Ci sono in Italia 263.115 cause tributarie pendenti davanti alle Commissioni provinciali e ulteriori 154.518 davanti alle Commissioni regionali, aumentate peraltro dell’80,6% in dieci anni.
Basterebbero questi due dati per descrivere in quale inferno viva la fiscalità nel nostro Paese. Ma è una descrizione lacunosa, perché i contribuenti capaci di andare in giudizio contro il fisco, o chiamati dal fisco a rispondere dei loro comportamenti, sono una sparuta minoranza rispetto all’esercito di quelli che subiscono le vessazioni di uno stato esattore strutturalmente iniquo, non essendo più capace di monitorare con la minima efficacia il suo rapporto con i contribuenti ed essendo del tutto sprovvisto dei mezzi sufficienti per controllare la rispondenza tra le scartoffie e la vita vera, in un territorio che per almeno due terzi è sostanzialmente privo di qualunque autentico controllo del territorio stesso.
Prima di leggere “Come difendersi dal fisco”, il manuale-pamphlet dell’avvocato Luciano Quarta recentemente pubblicato dalla Società editrice La verità srl, bisogna rileggersi almeno questi dati e – se si ha la (relativa) fortuna di essere lavoratori dipendenti senza proprietà immobiliari, unico gruppo sociale sostanzialmente protetto dal problema del rapporto attivo col fisco – capire comunque come vivono gli altri italiani, i lavoratori autonomi e gli imprenditori, che invece mangiano pane e fisco, un boccone amaro quotidiano che nasce da un rapporto antagonista, dove i contribuenti cercano di fregare lo Stato e questo reagisce non moltiplicando i controlli di sostanza bensì gli adempimenti di facciata, rendendo asfissiante e costosa la fedeltà fiscale e non riuscendo comunque ad arginare la piaga dell’evasione.
In queste pagine ci rivolgiamo a quanti, pur pagando le tasse, vengono schiacciati dall’enorme peso di carichi fiscali ingiusti
«In questo manuale non ci rivolgiamo a chi viene sospettato di aver evaso o eluso il fisco.
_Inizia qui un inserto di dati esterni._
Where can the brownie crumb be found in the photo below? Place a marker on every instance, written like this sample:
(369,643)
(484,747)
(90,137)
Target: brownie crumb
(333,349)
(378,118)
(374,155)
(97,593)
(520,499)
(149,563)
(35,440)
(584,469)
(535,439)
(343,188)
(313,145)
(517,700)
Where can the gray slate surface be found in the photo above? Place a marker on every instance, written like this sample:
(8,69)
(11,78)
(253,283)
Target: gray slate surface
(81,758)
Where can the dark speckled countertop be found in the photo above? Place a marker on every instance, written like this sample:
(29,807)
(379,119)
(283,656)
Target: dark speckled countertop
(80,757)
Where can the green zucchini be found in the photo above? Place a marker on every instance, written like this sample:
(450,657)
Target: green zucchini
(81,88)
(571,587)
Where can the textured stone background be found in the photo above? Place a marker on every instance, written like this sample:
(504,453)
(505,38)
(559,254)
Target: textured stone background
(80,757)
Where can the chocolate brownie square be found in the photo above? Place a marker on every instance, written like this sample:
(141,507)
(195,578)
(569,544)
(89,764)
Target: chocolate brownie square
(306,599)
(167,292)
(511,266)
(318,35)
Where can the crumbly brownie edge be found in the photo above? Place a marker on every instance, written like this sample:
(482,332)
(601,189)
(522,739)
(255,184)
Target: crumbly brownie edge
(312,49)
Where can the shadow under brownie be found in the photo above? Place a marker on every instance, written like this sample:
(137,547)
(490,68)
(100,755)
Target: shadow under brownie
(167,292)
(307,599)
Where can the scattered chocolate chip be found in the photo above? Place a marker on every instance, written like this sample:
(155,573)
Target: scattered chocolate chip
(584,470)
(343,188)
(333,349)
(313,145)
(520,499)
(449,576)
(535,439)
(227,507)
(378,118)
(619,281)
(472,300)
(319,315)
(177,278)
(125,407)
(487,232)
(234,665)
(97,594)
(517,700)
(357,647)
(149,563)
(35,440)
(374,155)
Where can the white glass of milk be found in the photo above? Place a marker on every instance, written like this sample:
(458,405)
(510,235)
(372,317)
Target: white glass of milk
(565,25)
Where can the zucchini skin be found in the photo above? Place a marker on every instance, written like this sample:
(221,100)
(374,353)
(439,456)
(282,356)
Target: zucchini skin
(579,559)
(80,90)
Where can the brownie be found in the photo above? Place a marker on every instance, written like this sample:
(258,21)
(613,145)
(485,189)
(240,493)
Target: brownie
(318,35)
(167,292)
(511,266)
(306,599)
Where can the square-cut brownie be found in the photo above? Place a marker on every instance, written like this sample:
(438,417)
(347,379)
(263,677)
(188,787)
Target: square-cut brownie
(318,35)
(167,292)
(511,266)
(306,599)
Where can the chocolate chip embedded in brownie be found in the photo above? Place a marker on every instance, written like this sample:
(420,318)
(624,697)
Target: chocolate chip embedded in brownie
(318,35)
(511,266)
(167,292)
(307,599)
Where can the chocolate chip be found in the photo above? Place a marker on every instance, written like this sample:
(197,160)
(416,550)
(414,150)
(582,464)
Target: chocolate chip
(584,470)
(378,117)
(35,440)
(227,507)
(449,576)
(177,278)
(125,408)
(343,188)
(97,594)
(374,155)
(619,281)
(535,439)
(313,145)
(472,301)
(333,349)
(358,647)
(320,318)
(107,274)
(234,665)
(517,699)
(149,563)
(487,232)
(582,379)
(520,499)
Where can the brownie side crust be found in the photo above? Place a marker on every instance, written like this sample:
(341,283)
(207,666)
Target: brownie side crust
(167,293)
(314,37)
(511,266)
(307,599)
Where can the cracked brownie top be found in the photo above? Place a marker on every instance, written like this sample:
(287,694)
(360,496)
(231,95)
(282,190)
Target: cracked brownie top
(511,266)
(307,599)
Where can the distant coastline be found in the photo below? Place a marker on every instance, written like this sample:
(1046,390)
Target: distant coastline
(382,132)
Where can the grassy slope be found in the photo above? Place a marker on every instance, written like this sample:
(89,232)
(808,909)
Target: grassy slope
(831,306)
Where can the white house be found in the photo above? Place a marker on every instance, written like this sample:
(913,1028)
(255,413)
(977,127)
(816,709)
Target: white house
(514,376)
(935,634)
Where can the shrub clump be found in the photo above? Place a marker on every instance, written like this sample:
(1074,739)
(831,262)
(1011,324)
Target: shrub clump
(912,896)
Vogliamo piuttosto parlare a quelle persone che senza alcun dubbio hanno dichiarato fino all’ultimo centesimo – e quindi è fuori discussione che si possa trattare di evasori – ma vengono schiacciate dalle norme peso di carichi fiscali che per diverse ragioni possono risultare illegittimo». scrive Quarta nella sua introduzione.
Chiariamo subito: esattamente come in carcere albergano migliaia di incalliti delinquenti che si dichiarano innocenti, è possibilissimo che migliaia di evasori protestino mendacemente la loro illibatezza fiscale. Allora che fare? Mentre nel diritto penale vige la presunzione d’innocenza e – come insegnavano i latini – “in dubio pro reo”, cioè nella mancanza di prove certe si assolve il sospettato, in materia di fisco si ribalta il criterio e si persegue “a prescindere”. E’ così che l’opinione pubblica “benpensante” vuole. Ed è così che l’ordinamento fiscale italiano, negli ultimi trent’anni, nel vano – e infatti fallito – tentativo di arginare l’evasione si è risolto in un fardello ormai insostenibile per il cittadino onesto, restando impotente contro gli evasori veri.
Insieme con il penoso controllo dell’immigrazione clandestina e la inesistente tutela dell’ordine pubblico nelle città, la salvaguardia dei diritti dei contribuenti è una punta del tridente che ha infilzato la sinistra di governo alle ultime elezioni. E il libro di Quarta – che fa solo l’errore di richiamarsi inopportunamente ad un solco discutibile, quello degli “escapologi”, che promettono formule per dribblare il fisco o eluderlo, che è cosa diversa dal respingerne i costanti attacchi iniqui – è comunque un contributo interessante. Oltre che specialistico: si concentra infatti sulla fase della cosiddetta “riscossione” e manda un messaggio essenziale: anche in questa fase estrema, secondo l’autore, un modo per difendersi dagli abusi ci può essere e spesso c’è. Perciò è da leggere. (s.l.)